Question

Each step in the process below has a 70.0% yield.

CH4+4Cl2-->CCl4+4HCl

CCl4+2HF-->CCl2F2+2HCl

The CCl4 formed in the first step is used as a reactant in the second step. If 7.00 mol of CH4 reacts, what is the total amount of HCl produced? Assume that Cl2 and HF are present in excess.

Answer 1

The CCl4 formed in the first step is used as a reactant in the second step. If 7.00 mol of CH4 reacts, what is the total amount of HCl produced? Assume that Cl2 and HF are present in excess.

If 7 mole CH4 reacts in the first stage, you will get 0.7 x 4 x 7 moles HCl(=19.6moles) in the first stage and 0.7x 7 moles of CCl4 (=4.9 mole)

In the second stage each mole CCl4 makes 2 mole HCl at 100% yield so with a 70% yield and starting with 4.9 mole CCl4 you will get 0.7 x 2 x 4.9 mole HCl(= 6.86 moles). Add this to the amount in the first stage and you have the total moles HCl made

total moles HCl = total moles HCl in first step + total moles HCl in second step

                        = 19.6 + 6.86

                        = 26.46 moles

total mol HCl produced is 26.46 mol

OR

moles of given chemical x molar ratio from balance equation:

this ratio is in the following form: unknown coeff./know coeff.

so 7 mol.

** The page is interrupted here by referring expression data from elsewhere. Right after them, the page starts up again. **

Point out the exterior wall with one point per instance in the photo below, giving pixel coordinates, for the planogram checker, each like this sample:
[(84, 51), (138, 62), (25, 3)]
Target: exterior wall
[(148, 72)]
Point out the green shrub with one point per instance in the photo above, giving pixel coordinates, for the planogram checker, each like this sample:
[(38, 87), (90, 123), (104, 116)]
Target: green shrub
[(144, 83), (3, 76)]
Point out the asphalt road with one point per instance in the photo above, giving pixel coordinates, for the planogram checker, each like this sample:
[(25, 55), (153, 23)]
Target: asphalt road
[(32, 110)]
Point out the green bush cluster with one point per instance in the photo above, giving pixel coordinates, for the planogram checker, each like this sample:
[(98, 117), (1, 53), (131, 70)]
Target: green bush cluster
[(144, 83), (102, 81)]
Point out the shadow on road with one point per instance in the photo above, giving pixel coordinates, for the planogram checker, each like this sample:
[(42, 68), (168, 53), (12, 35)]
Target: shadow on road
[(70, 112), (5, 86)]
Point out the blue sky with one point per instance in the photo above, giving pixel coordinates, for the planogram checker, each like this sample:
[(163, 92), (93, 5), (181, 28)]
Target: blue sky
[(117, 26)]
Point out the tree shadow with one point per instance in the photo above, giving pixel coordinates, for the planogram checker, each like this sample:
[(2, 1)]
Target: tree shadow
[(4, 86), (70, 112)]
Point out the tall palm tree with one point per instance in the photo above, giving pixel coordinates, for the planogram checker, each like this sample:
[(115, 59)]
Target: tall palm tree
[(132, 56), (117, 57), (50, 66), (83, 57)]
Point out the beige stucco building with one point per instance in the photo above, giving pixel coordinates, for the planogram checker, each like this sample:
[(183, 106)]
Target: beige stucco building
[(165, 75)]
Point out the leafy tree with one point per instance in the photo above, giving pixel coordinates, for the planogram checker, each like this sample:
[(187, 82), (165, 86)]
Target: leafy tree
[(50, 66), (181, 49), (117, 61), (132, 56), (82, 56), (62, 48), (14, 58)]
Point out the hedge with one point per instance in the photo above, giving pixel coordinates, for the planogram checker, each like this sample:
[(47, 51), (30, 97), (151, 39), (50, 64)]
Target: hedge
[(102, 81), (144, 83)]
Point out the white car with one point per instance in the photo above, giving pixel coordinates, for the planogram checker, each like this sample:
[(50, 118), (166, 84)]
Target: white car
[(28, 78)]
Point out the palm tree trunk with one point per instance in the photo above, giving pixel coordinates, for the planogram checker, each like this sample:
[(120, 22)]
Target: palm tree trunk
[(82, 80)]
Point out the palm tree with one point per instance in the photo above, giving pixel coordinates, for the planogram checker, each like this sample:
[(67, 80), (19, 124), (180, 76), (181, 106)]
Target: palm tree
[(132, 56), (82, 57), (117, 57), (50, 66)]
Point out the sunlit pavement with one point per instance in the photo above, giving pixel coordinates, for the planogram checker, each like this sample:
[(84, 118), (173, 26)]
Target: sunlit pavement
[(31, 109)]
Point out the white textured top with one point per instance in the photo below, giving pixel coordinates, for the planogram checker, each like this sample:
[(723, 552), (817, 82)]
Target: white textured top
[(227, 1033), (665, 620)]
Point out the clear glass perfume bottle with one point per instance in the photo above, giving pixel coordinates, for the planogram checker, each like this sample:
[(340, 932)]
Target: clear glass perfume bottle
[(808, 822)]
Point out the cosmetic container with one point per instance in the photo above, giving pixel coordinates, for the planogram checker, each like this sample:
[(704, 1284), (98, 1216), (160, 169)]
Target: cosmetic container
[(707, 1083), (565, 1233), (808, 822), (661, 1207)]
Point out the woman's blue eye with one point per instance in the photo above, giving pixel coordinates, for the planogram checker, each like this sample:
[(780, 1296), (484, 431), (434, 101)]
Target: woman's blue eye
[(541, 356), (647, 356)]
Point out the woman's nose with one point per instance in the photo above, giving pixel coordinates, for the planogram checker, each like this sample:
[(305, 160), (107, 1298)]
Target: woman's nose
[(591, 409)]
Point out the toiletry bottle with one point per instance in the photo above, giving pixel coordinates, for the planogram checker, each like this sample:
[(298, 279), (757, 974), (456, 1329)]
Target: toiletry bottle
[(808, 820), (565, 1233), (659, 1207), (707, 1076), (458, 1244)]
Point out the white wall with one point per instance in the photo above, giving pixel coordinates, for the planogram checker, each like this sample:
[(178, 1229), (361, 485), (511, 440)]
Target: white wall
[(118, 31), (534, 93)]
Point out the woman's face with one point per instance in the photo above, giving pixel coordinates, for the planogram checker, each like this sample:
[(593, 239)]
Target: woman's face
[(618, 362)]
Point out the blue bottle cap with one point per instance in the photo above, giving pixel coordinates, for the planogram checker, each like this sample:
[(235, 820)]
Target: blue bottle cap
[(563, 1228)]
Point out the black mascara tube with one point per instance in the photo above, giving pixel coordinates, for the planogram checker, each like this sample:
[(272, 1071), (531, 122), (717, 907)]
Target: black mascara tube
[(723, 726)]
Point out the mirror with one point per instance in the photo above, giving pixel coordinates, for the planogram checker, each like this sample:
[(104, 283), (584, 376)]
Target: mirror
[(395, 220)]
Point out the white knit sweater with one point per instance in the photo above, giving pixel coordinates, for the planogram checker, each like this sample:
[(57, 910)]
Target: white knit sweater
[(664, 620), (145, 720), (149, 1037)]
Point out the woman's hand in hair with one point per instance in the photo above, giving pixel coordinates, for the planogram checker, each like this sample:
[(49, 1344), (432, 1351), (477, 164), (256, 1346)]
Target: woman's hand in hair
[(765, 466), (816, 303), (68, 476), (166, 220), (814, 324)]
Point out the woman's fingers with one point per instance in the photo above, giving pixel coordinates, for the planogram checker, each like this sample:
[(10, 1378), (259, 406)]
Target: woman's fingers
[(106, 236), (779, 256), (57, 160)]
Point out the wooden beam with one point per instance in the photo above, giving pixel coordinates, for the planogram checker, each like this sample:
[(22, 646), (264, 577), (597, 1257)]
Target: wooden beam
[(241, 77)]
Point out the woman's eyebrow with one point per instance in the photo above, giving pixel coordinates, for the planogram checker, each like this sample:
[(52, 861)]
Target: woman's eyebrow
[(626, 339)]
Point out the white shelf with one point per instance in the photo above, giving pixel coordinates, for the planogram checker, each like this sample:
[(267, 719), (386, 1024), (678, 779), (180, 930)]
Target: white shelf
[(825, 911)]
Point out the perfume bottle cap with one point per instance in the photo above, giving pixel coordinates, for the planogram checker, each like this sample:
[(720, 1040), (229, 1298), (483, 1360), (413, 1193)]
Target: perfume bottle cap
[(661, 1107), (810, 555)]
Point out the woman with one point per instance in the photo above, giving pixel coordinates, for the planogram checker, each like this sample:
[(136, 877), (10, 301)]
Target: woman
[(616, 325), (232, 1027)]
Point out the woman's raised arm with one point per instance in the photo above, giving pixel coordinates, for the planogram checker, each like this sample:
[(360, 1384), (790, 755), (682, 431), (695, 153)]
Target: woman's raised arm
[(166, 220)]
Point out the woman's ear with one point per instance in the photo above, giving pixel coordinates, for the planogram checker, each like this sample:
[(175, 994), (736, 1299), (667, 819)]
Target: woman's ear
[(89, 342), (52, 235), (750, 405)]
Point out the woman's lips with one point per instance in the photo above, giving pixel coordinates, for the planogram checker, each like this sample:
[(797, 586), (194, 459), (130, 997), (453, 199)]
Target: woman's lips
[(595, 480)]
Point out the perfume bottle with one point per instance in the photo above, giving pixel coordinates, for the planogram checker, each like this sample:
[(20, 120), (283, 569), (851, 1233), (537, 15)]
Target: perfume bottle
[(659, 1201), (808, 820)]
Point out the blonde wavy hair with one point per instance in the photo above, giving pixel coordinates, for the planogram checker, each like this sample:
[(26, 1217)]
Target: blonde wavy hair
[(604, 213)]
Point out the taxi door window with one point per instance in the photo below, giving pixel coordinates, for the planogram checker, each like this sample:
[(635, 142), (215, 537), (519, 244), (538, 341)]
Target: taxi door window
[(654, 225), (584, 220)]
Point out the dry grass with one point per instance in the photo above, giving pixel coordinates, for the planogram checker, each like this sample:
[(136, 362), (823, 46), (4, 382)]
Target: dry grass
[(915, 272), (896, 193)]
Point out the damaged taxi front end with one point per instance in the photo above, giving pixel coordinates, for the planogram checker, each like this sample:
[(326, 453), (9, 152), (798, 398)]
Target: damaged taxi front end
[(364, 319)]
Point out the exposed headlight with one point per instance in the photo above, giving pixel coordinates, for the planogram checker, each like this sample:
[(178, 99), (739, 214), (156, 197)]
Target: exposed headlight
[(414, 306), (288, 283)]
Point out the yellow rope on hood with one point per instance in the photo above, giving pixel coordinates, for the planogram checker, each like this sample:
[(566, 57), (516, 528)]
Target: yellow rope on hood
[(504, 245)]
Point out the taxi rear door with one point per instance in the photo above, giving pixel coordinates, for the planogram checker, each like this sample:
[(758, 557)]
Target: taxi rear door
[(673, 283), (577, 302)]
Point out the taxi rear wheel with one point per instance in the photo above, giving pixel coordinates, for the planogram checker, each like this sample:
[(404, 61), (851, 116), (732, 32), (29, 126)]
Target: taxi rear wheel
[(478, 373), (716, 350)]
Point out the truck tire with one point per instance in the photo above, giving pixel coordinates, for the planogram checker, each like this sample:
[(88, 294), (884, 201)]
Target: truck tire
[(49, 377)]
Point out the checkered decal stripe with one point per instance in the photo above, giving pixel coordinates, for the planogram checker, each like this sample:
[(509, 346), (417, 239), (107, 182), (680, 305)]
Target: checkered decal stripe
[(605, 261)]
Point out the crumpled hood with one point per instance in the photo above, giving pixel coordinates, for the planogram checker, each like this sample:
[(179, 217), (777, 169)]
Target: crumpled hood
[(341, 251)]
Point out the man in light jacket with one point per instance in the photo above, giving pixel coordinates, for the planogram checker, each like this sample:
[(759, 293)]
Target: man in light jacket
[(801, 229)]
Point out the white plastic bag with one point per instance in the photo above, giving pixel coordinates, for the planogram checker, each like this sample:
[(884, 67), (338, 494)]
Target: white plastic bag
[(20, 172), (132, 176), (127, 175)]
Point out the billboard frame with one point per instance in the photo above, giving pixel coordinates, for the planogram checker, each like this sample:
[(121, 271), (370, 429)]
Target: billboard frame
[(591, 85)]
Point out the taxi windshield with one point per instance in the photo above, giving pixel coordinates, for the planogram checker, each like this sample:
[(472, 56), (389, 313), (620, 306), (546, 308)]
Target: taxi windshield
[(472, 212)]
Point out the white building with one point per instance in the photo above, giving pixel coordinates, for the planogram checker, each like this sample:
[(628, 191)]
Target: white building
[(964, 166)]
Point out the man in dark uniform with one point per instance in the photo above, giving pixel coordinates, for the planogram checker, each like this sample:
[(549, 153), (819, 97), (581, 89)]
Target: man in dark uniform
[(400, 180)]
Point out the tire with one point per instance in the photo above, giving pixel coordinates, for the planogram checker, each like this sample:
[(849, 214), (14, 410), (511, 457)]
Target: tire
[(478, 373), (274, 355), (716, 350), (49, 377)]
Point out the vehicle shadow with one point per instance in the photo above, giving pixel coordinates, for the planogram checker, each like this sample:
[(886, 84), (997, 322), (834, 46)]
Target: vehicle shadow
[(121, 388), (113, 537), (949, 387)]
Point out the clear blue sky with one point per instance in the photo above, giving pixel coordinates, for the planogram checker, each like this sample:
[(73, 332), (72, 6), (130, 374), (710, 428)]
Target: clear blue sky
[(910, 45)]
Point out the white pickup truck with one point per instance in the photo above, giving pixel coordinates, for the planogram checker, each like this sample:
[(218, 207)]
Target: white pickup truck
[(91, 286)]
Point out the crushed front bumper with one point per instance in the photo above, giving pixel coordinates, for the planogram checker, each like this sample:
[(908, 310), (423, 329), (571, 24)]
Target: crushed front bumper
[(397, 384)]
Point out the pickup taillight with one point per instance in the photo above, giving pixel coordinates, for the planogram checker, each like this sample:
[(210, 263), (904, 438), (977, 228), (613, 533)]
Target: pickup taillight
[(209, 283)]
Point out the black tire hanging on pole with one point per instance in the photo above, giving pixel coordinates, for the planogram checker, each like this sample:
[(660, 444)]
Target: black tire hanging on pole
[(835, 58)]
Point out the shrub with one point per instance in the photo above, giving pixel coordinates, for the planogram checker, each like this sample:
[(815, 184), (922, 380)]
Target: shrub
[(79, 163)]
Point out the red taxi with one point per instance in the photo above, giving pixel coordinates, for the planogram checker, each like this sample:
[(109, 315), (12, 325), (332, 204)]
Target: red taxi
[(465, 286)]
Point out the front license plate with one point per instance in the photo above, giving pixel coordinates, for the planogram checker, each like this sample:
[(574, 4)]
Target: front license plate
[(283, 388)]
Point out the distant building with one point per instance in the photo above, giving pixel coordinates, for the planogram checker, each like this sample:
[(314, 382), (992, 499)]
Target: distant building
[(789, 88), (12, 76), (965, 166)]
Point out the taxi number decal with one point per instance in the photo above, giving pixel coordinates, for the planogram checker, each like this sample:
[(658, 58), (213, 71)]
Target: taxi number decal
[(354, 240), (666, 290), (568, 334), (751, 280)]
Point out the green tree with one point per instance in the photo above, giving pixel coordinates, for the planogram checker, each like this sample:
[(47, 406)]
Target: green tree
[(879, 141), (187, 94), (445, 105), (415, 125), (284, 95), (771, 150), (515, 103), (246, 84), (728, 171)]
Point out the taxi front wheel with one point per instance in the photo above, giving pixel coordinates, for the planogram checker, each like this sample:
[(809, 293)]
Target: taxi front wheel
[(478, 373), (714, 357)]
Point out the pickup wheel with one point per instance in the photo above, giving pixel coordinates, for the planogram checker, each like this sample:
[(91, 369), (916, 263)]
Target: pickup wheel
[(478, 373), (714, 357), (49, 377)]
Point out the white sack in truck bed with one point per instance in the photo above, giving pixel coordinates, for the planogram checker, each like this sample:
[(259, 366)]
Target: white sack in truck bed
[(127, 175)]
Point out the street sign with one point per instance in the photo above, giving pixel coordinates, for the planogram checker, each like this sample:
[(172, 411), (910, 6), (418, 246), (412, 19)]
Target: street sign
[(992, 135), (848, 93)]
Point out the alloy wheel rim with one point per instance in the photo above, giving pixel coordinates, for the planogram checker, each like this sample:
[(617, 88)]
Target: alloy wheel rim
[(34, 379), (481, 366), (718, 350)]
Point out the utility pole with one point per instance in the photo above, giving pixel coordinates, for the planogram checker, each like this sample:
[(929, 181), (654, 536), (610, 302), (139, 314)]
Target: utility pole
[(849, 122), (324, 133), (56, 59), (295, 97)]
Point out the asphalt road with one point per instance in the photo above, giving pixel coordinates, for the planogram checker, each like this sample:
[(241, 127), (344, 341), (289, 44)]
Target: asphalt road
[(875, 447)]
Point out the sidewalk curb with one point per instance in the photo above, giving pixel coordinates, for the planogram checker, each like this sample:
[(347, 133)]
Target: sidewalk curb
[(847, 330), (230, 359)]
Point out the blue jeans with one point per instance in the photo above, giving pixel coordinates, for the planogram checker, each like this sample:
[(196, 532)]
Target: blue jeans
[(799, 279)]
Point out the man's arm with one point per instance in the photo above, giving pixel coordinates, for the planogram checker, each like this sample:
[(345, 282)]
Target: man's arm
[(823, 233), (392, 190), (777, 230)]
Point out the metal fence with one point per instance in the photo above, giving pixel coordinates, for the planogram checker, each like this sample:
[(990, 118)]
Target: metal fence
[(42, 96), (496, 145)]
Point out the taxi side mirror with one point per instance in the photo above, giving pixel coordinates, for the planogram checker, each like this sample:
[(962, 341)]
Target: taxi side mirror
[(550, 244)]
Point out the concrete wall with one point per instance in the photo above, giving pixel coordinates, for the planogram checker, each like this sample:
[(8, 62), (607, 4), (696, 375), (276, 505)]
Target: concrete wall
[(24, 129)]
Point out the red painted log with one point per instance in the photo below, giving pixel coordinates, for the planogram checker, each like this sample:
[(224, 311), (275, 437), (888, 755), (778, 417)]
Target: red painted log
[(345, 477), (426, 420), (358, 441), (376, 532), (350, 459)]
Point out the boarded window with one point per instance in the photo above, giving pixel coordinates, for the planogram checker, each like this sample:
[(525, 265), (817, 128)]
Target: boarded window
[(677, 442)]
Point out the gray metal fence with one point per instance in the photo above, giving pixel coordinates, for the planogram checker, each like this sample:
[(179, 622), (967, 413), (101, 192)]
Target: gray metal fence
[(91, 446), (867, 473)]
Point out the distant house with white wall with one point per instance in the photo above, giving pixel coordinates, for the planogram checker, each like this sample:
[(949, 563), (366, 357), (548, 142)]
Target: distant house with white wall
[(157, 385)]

CH4 x 4 HCl/1 CH4 = 28 mol HCl in step 1 x 0.7 = 19.6 mol HCl

also in step one figure out how much CCl4 is made: 7 mol CH4 x 1 mol CCl4/1mol CH4 = 7 Mol CCl4 produced x 0.7 = 4.9 mol CCl4

With 4.9 mole of CCl4 produced to use in step 2, how much more HCl is produced? 4.9 mol CCl4 x 2mol HCl/1 mole CCl4 = 9.8 mole HCl x 0.7 =6.86 mol HCl Produced

Add the 19.6 mol HCl in step 1 to the 6.86 mol HCl in step 2 and total mol HCl produced is 26.46 mol HCl totally produced.